Medtronic is actively integrating new technologies, including AI and data analytics, into its products, therapies, and services. This strategic focus aims to tailor therapies in real-time, facilitate remote monitoring, and create new standards of care, as highlighted in the business strategy.
Recent U.S. FDA approvals include the PulseSelect pulsed field ablation system and Affera mapping and ablation system (late October 2024), Evolut FX+ TAVR system (March 2024), Inceptiv closed-loop rechargeable SCS (April 2024), and Percept DBS (August 2024). These approvals demonstrate successful R&D commercialization.
Medtronic repurchased approximately 38 million shares in fiscal year 2025, up from 25 million shares in fiscal year 2024, under its share repurchase program. The Board authorized an additional $5.0 billion for repurchases in March 2024, with $2.1 billion remaining available as of April 25, 2025, indicating management's belief in undervalued shares.
The company declared and paid cash dividends of $0.70 per share for each quarter of fiscal year 2025, up from $0.69 per share in fiscal year 2024. Additionally, Medtronic announced an increase to $0.71 per share for the first quarter of fiscal year 2026, demonstrating a sustained commitment to returning value to shareholders.
Total debt increased to $28.5 billion at April 25, 2025, from $25.0 billion at April 26, 2024, primarily driven by the issuance of €3.0 billion ($3.2 billion) in Euro-denominated Senior Notes in June 2024. This indicates active management of the capital structure to fund operations and growth initiatives.

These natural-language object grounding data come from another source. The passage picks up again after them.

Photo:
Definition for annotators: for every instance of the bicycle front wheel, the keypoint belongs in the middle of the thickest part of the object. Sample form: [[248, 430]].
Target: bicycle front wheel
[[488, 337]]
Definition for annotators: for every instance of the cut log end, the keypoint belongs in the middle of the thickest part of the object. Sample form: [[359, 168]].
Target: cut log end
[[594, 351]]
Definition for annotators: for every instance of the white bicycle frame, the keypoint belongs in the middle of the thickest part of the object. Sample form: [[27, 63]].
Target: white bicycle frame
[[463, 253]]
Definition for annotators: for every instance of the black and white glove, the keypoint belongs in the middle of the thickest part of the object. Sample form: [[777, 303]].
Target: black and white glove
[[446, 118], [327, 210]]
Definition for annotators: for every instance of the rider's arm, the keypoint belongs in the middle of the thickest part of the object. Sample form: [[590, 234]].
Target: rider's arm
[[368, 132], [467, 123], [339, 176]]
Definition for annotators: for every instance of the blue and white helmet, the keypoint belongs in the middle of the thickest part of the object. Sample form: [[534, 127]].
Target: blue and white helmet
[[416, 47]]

Medtronic achieved 100% pay equity for gender and ethnically diverse employees in the U.S. and 99% for gender globally. The company emphasizes an inclusive, diverse, and equitable workplace, supported by employee resource groups and skills-based development programs like MAPS, fostering a sense of belonging and growth.

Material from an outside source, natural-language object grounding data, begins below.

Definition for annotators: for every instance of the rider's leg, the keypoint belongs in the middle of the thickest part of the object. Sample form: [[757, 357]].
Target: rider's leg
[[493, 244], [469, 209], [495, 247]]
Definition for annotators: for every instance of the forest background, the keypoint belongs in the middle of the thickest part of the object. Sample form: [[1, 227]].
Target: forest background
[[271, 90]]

The company has publicly committed to being net carbon neutral in its operations by 2030 and achieving net zero emissions by 2045. While ambitious, achieving these targets may require significant resource expenditure, potentially increasing operational costs.
Medtronic has implemented a cybersecurity risk management program based on the NIST Cyber Security Framework 2.0, led by a CISO with over 29 years of experience. The Board's Quality Committee oversees cybersecurity strategies, systems, and controls, ensuring reliability and preventing unauthorized access.

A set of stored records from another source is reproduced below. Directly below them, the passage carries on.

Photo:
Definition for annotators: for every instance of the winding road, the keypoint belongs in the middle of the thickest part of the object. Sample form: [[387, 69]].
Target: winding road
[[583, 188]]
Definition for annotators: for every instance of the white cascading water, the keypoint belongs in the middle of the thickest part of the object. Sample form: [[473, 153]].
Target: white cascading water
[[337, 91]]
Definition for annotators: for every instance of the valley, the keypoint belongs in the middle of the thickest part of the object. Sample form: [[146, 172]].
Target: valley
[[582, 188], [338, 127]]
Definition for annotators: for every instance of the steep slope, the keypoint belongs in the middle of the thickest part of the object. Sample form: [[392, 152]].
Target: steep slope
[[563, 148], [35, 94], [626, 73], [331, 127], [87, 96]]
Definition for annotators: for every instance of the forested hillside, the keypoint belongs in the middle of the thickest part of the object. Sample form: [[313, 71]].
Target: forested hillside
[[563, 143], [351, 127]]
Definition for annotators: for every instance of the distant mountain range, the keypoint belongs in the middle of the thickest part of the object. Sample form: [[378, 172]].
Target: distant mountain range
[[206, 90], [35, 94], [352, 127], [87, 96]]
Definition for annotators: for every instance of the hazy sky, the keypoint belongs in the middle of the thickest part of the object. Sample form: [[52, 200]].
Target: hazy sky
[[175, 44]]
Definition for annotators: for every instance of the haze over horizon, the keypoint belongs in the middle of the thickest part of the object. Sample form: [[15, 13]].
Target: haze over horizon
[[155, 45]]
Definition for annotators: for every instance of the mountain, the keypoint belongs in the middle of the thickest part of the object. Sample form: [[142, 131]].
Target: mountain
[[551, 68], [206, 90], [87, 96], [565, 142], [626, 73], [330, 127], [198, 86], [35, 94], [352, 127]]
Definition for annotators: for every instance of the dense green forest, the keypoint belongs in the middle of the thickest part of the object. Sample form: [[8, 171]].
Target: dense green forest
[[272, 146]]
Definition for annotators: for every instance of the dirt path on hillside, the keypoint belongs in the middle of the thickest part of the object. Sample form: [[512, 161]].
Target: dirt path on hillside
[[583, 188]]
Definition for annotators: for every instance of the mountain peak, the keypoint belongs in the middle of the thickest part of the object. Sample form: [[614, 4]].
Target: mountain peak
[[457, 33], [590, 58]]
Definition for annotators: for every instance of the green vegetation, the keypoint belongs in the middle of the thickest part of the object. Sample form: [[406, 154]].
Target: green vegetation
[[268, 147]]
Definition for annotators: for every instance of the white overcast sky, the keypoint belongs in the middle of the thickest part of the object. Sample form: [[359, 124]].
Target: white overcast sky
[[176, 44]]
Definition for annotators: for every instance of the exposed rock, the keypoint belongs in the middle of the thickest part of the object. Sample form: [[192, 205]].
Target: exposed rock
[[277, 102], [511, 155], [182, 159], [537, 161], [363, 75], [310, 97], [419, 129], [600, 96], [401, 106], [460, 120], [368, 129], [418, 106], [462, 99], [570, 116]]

Changes in international trade policy, including additional tariffs imposed or proposed by the U.S. and China, are expected to result in a net tariff impact of $200 million to $350 million in fiscal year 2026. This evolving landscape presents a risk to the company's cost structure and financial performance.
While the financial impact of the Russia-Ukraine conflict and Israel's conflict was not material in fiscal year 2025 (each representing less than 1% of consolidated revenues), these geopolitical events continue to pose risks to revenue and supply chains, highlighting global instability.
The global regulatory environment, particularly regarding medical devices (e.g., EU MDR) and emerging AI technologies, is becoming more stringent and unpredictable. This could impact the cost and time needed for product approvals and potentially affect the company's ability to maintain existing or obtain future approvals.